On January 25, 2022, Justice Platkin of the Albany County Commercial Division issued a decision in Matter of New York State Dept. of Health (Rusi Tech. Co., Ltd.), 2022 NY Slip Op. 50041(U), holding that when the dispute resolution provisions of the English and foreign language versions of an agreement conflict, there is no agreement to arbitrate, explaining:
The Export Contract is a single document drafted in both the English and Chinese languages. The English language text states that all disputes “shall be settled through friendly consultation”, and the English text “shall prevail” in the event of “any discrepancies between the two versions”.
However, the Chinese language text states that any disputes not resolved through friendly consultation shall be resolved through binding arbitration administered by CIETAC, and the Chinese text shall prevail in the event of any conflict. The Chinese text further provides that the Export Contract shall be governed by the laws of China, and the United Nations Convention on Contracts for the International Sale of Goods (Vienna 1980) shall not apply to the transaction.

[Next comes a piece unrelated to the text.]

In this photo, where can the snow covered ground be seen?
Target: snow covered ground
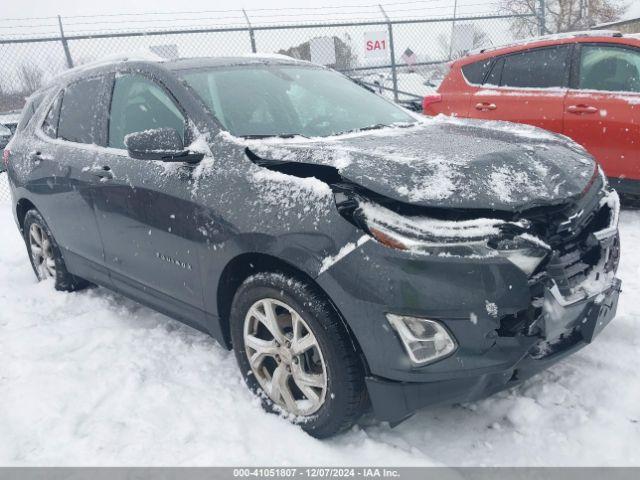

Dispute resolution also is addressed in the Purchase Order, a document drafted in English that DOH sent to Rusi after signing the Export Contract. Appendix B requires all disputes concerning international sales transactions that cannot be resolved through friendly consultation to be resolved through binding arbitration in New York administered by the International Chamber of Commerce.
. . .
DOH contends that the parties did not agree to arbitrate before CIETAC, and, if anything, Appendix B of the Purchase Order requires any disputes concerning the purchase transaction to be arbitrated in New York before the ICC.
In its one-page “Answer Brief,” Rusi argues that the Chinese language text of the Export Contract is controlling, and there is no conflict between the English and Chinese texts inasmuch as the English version is silent as to arbitration. Rusi further contends that Appendix B of the Purchase Order does not affect or change the arbitration clause in the Export Contract because Appendix B is a unilateral document of NY DOH and cannot replace the Export Contract signed by both parties.
For essentially the same reasons stated in Part A, supra, the Court concludes that there was no meeting of the minds between the parties as to the Chinese text purporting to require binding arbitration before CIETAC. By proposing to DOH an Export Contract consisting of parallel Chinese and English provisions and assuring its American purchaser that the English text was controlling, Rusi knew (or must have known) that DOH’s subjective intentions would be formed on the basis of the English text, which is precisely what happened here.
Further, DOH’s reliance on the English text was objectively reasonable under the circumstances and consistent with the parties’ prior course of dealing. Thus, this is not a case where a party simply failed to read and/or understand the terms of an agreement that included an arbitration clause.
Finally, contrary to Rusi’s contention, the Chinese text requiring binding arbitration is fundamentally inconsistent with the English version, which does not impose such an obligation. Arbitration, of course, is a matter of contract, grounded in the mutual, affirmative agreement of the parties.
The Court therefore concludes that the Export Contract does not constitute an express, unequivocal agreement to arbitrate before CIETAC. Accordingly, DOH’s application to permanently stay the CIETAC arbitration must be granted.
(Internal quotations and citations omitted).